Codependency is based on a lie. Its symptoms develop to cope with the deep, but false and painful belief – that “I’m not worthy of love and respect.” The chart to the left shows core symptoms in red, but nearly all the symptoms revolve around shame – the shame that accompanies rejection. This entire system operates unconsciously. Until we know it and feel it, we’re caught in its grip.
Symptoms of Codependency
The symptoms of codependency are either caused by shame or are or are defenses to feeling shame, as explained in Conquering Shame and Codependency. Most codependents grow up feeling ashamed of their real feelings, wants, and/or needs. As adults, they deny, devalue, and/or don’t express them to avoid their shame. Some people can’t identify them at all, and willingly put those of others first. This leads to anxiety, depression, obsessions and addictive behavior. Later, they feel anger and resentment or hurt and uncared about. Especially during courtship, they accommodate and please in order to be loved by someone to avoid a breakup. Once married, there’s often disappointment when the relationship feels unequal.

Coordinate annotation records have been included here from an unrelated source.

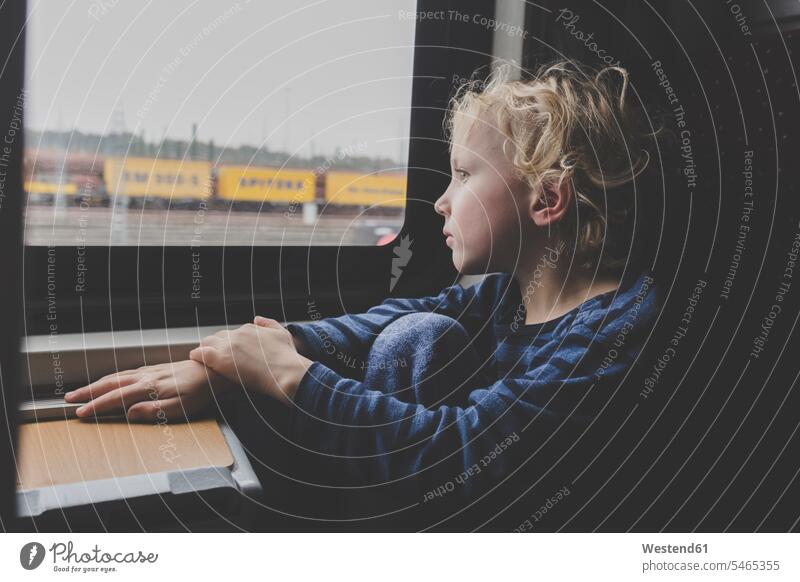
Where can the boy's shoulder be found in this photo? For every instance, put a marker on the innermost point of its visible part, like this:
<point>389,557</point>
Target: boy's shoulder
<point>635,304</point>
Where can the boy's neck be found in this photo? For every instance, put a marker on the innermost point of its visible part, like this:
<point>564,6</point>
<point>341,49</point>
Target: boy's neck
<point>547,293</point>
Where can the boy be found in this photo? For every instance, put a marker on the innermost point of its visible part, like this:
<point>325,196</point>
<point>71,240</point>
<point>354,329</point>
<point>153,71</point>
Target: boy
<point>543,182</point>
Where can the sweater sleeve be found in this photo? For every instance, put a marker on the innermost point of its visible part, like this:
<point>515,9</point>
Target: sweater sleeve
<point>454,450</point>
<point>338,342</point>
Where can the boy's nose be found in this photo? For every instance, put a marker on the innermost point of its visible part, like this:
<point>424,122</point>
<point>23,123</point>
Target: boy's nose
<point>439,206</point>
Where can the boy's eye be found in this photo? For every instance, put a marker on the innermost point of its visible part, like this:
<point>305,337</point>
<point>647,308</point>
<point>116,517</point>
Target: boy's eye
<point>461,174</point>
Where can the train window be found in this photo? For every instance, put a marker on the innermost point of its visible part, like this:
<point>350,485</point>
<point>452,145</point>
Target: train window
<point>245,157</point>
<point>208,124</point>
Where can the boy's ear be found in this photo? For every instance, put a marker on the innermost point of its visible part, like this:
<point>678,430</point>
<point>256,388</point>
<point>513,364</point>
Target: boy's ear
<point>550,202</point>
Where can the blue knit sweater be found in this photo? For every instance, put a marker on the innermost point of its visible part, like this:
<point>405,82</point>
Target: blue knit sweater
<point>548,377</point>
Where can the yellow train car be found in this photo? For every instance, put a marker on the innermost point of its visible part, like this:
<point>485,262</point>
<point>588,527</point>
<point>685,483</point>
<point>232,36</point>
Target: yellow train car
<point>259,184</point>
<point>372,190</point>
<point>37,187</point>
<point>151,178</point>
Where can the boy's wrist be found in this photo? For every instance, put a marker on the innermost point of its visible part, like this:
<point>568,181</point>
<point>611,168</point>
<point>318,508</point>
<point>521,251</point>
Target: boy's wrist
<point>291,378</point>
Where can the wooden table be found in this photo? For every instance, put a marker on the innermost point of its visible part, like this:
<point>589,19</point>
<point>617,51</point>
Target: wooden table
<point>60,452</point>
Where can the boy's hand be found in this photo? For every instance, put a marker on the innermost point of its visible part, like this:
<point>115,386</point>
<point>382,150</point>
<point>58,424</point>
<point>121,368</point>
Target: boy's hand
<point>172,391</point>
<point>261,356</point>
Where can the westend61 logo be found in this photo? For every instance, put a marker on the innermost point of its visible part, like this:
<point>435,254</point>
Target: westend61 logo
<point>65,559</point>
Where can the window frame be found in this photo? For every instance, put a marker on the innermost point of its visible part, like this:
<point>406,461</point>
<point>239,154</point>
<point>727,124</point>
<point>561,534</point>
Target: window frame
<point>150,287</point>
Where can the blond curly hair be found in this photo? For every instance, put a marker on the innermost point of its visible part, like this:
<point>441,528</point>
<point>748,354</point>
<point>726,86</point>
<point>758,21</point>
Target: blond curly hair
<point>569,123</point>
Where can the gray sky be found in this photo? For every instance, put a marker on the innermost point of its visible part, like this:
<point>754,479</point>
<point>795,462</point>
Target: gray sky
<point>96,65</point>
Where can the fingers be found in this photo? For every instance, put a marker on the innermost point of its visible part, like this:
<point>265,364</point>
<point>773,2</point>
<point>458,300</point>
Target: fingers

Shame is a feeling that leads to self-destructive thoughts and negative self-evaluations, which produces low self-esteem. Self-esteem isn’t so much a feeling, but how we think about ourselves. When we have toxic shame and make a mistake, whether real or imagined, our feelings of guilt are exaggerated and irrational. If we don’t believe we’re worthy of love, we must control what we show to others. We don’t communicate what we feel, or express our needs and wants.
Instead, we have hidden expectations, and manipulate, hint, or become passive-aggressive. We hide who we are. Authenticity is compromised, and communication becomes dysfunctional. When we can’t be real, intimacy suffers. Initially, there may be wonderful romance, but eventually couples’ behavior becomes ritualized; sharing and closeness that first brought them together happens less frequently, because they conceal anything that might upset the status quo for fear of feeling rejected or judged.
Still, “shame anxiety” – the fear of being judged or rejected – haunts codependents. To cope and to get what they need and want, they attempt to manipulate and control others. This becomes a necessity when we’re dependent on someone loving us or just staying with us in order to feel okay about ourselves or just to feel safe. Being alone for some people triggers feelings of shame, fear, and loneliness, while others manage fine on their own, yet are very reactive or lose themselves in relationships. This is their dependency. Their mood and happiness depend on someone else’s, and their self-esteem depends on acceptance by other people. They then have to manage other people’s feelings and behavior. People-pleasing and giving are ways to do that, as are creating drama, threats, and demands.
If our well-being and self-esteem depend on another person, it makes sense to think a lot about his or her motives, intentions, feelings, and behavior in order to feel secure. This accounts for codependents’ focus on and obsession with loved ones. Caretaking others is another form of control. If someone is dependent on me and needs me, then s/he won’t reject or leave me. Also, if I’m the one giving and helping someone else, then I don’t have to be vulnerable. My partner can be the vulnerable, “Underdog,” while I can feel strong as “Top dog” and Underdog’s protector, helper, or confidant. Such an imbalanced relationship breeds anger and resentment by both partners.
Many codependents are perfectionists. In their mind, they must be perfect, because the alternative is that they will “look bad” in some way or feel like a failure. Mistakes or flaws create great discomfort due to shame arising within. They may feel anxious, angry or driven to fix something, when really they’re attempting to fix their own inner, unconscious, sense of inadequacy. They live with the “tyranny of the should’s” fed by shame anxiety and perfectionism. Making mistakes, being human, feeling ordinary, are not acceptable; these are experienced as shame.
Recovery from Codependency
Part of recovery is understanding where shame and your beliefs stem from, healing those wounds, and changing your beliefs actions. Learning new behavior, such as learning to be assertive, go a long way to raise self-esteem and build autonomy (rather than dependency). These steps can empower you and give you a greater sense of control and happiness in your life. (See my Resources page for books and webinars on building self-esteem and learning to be assertive.)
Changing lifelong habits isn’t easy or quick. It requires real courage and the support of a therapist or experienced sponsor in a 12-Step group to do the recommended work in the Twelve Steps. However, for enduring recovery, we must truly undo the lie that envelops us. Confronting and healing the core issue of shame are required for lasting change and to prevent relapse into unhealthy relationships. Start by working the steps in Conquering Shame and Codependency. Ideally, begin therapy with a trained, licensed psychotherapist.